Apesar do título ser uma provocação mal interpretada, algo que soaria como “dê uma chance” ou “tente algo novo” na gíria inglesa (e não o que a tradução literal pode sugerir), não deixa de ser uma polêmica premedita. O simples escrito Suck It and See em um fundo creme levou o disco a ser censurado em algumas lojas de departamentos nos Estados Unidos – “lojas das grandes”, segundo Alex Turner –, sendo coberto com uma faixa preta.
O fato é que o Arctic Monkeys cresceu rápido demais. Seu álbum de estreia, o prolixo Whatever People Say I Am, That’s What I Am Not (2006), chegou ao topo das paradas como uma avalanche, sendo, até hoje, o disco estreante mais vendido da história do Reino Unido – título que o Oasis carregava anteriormente, com Definitely Maybe (1994). Posteriormente, com Favourite Worst Nightmare (2007), clássicos como Fluorescent Adolescent e Do Me a Favour surgiram, já apontando para o lado mais sentimental que encontramos nas letras mais à frente.

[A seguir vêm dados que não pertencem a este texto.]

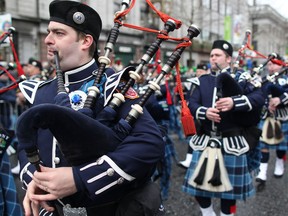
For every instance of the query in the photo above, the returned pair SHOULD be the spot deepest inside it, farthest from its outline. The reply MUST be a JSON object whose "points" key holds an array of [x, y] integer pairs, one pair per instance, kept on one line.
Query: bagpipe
{"points": [[7, 135], [102, 133], [21, 77]]}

Porém, desde 2009, com o lançamento de Humbug, a banda deixou as versões rápidas e passou a apostar em canções mais lentas e expansivas, e nem por isso menos ruidosas. Além de parecer a trilha sonora de um conto de Edgar Allan Poe, Humbug também marcou o início da colaboração de Josh Homme, do Queens of the Stone Age – uma das principais influências dos Monkeys – nos trabalhos do grupo. Todavia, Suck It and See aposta em algumas canções mais psicodélicas, com ecos de guitarra se encontrando ao fundo, com uma boa dose de humor sombrio.
É o caso, por exemplo, de The Hellcat Spangled Shalalala, canção que, mesmo com um refrão inventado – “shalalala” –, consegue nos manter imersos em sua sonoridade desde o começo. Também é interessante contrapor as músicas I Bet You Look Good on the Dancefloor, do álbum de estreia, com a canção That’s Where You’re Wrong. Além do fato de serem, possivelmente, duas das melhores canções dos respectivos álbuns, elas são, essencialmente, faixas que mantém uma espécie de ruído de guitarra; entretanto, enquanto a primeira está mais próxima de versões pesadas de Black Sabbath, a segunda aproxima-se do ruído melódico, e não do caos total. Há uma expansão, ocasionada pelas notas soltas da guitarra base de Cook, elevando a música a um tom mais espiritual do que pesado.
Outra alusão que dá sustentação a ideia de um álbum conceitual são as referências do disco aos filmes de faroeste norte-americanos, declaradas pelo próprio Alex Turner, cujas insinuações perpassam, inclusive, os videoclipes de algumas músicas (todos protagonizados pelo baterista Matt Helders). Os clipes de Black Treacle, Suck It and See e de sua canção b-side, Evil Twin, formam uma trilogia, na qual Helders dá vida a um motoqueiro estadunidense, procurado pela polícia após fugir da prisão.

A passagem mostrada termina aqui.